NEW YORK (Reuters) - Investors in U.S. funds traded international equities for domestic stocks during the latest week as earnings beat expectations while trade tensions simmered, Lipper data showed on Thursday.
U.S.-based equity funds posted $620 million in withdrawals for the week ended Wednesday, after attracting $1 billion the week prior, Lipper said.
The withdrawals were driven in large part by investors leaving non-domestic equity funds, which saw $1.1 billion in withdrawals.
U.S.-based domestic equity funds, by contrast, attracted $474 million and a second straight week of inflows, Lipper said.
The strong performance by domestic equity funds came as 83.9 percent of S&P 500 companies have reported second-quarter profits that beat analyst expectations so far, according to Thomson Reuters I/B/E/S.
“When we get back to the brass tacks, we really had a good beginning to the earnings season,” said Tom Roseen, head of research services at Thomson Reuters Lipper.
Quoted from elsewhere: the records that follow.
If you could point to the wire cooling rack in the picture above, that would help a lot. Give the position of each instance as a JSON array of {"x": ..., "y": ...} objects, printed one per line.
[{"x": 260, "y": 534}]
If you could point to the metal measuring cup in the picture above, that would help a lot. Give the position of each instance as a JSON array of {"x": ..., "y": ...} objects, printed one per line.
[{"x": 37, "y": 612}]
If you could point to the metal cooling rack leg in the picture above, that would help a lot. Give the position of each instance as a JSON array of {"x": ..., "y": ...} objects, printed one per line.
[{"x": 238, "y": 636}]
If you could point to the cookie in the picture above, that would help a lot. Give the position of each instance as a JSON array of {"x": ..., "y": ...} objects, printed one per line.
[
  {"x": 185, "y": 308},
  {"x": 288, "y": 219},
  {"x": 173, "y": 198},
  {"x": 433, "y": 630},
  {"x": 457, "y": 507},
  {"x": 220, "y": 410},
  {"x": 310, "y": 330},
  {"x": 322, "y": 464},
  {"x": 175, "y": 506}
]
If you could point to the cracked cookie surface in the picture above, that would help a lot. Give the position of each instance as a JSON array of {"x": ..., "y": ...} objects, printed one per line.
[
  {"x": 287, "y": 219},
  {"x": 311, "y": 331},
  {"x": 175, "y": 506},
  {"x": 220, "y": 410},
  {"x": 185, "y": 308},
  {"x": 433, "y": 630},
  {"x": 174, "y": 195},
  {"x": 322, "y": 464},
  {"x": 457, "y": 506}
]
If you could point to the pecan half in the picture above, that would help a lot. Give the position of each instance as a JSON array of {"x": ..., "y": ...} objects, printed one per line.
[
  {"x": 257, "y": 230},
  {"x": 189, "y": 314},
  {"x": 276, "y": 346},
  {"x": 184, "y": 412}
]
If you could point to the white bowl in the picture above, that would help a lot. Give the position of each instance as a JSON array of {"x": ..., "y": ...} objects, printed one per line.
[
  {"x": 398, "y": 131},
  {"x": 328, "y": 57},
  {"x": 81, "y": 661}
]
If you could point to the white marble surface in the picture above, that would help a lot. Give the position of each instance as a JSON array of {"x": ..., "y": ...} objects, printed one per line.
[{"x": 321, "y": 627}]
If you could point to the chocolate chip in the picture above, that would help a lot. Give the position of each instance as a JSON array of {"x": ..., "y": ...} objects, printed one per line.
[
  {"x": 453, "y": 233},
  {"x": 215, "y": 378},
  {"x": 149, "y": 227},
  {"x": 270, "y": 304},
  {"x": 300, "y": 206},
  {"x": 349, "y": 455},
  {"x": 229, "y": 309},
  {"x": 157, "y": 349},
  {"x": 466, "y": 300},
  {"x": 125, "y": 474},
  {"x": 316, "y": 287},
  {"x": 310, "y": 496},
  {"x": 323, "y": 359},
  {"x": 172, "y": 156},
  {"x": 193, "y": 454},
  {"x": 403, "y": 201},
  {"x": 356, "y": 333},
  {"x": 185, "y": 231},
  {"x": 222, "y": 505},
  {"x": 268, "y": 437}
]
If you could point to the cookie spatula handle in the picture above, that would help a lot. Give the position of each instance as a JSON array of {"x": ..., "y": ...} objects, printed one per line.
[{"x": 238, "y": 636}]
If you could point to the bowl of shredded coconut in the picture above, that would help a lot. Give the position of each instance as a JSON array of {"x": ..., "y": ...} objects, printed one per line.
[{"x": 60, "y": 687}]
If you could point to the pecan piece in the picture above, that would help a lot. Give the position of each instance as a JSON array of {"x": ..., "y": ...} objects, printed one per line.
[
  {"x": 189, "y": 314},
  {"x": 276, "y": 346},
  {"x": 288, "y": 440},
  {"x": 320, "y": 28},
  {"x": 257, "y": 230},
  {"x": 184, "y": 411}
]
Investors freed up more cash by withdrawing $1.3 billion from U.S.-based money market funds.
Yet trade tensions kept investors on edge, with U.S. President Donald Trump saying during the week that he is ready to impose tariffs on all $500 billion of imported goods from China.
Fund investors deposited $1.4 billion into U.S.-based taxable-bond funds, a third straight week netting cash. Their municipal bond counterparts took in $550 million, according to Lipper.
U.S.-based precious metals commodities funds ended a streak of outflows that began in early May, attracting $211 million for the period.
Dollar-denominated metals, such as gold, became more affordable for investors abroad after Trump criticized the greenback’s strength in an interview aired on Friday and sent the currency lower.